Annaïk K.

Je suis libraire chez Dialogues depuis 1995. J'ai officié dans presque tous les départements de la librairie, avec une préférence certaine pour le rayon Policier-SF-Fantasy, dans lequel je partage mes lectures et coups de coeur depuis maintenant 6 ans. Cette passion ne me quitte pas.
Il m'arrive aussi d'animer des rencontres entre les auteurs et leur public et c'est un
vrai bonheur.

La Daronne

Anne-Marie Métailié

17,00
par (Libraire)
9 mai 2017

Vous cherchez une intrigue qui sort des sentiers battus, à l'humour mordant et aux personnages hauts en couleur ? « La Daronne » d'Hannelore Cayre aux éditions Métailié est sans nul doute ce qu'il vous faut.
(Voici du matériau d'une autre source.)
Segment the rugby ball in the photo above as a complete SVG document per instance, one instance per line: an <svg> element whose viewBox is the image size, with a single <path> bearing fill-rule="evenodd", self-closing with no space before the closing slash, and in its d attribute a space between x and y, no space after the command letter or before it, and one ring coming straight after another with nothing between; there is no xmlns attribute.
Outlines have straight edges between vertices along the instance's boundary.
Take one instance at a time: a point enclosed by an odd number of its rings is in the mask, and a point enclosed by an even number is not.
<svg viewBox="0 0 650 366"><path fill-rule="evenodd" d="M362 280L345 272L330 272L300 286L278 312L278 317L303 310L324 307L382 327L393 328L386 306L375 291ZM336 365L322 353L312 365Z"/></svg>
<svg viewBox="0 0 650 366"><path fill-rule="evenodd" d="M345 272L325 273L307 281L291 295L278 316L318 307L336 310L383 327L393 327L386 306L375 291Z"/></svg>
Le moins que l'on puisse dire, c'est que Patience Portefeux (c'est le nom de notre héroïne) n'a vraiment pas froid aux yeux. Est-ce dû à une enfance pas comme les autres, à son rêve, petite fille, de devenir collectionneuse de feux d'artifice ou à sa profession de traductrice judiciaire, qu'elle doit à un doctorat en langue arabe, nul ne saurait l'affirmer... Mais ce qui est indéniable, en revanche, c'est l'aisance avec laquelle Patience s'est emparée de plusieurs tonnes de cannabis, suite à un go fast s'étant mal terminé (pour les trafiquants, du moins). Et l'aventure commence pour notre originale quinquagénaire, à qui la vie semblait un peu terne, justement...

Une pépite comme on aimerait en lire davantage... À ne pas manquer !

Snjor
7,60
par (Libraire)
5 mai 2017

Huis clos à l'islandaise

L'atmosphère et les paysages de l'Islande se prêtent à merveille aux exigences du roman policier. S'il vous restait encore quelques doutes (sait-on jamais !) après avoir lu Arnaldur Indridason ou Yrsa Sigurðardóttir, ils seront définitivement levés lorsque vous aurez refermé « Snjór » de Ragnar Jónasson.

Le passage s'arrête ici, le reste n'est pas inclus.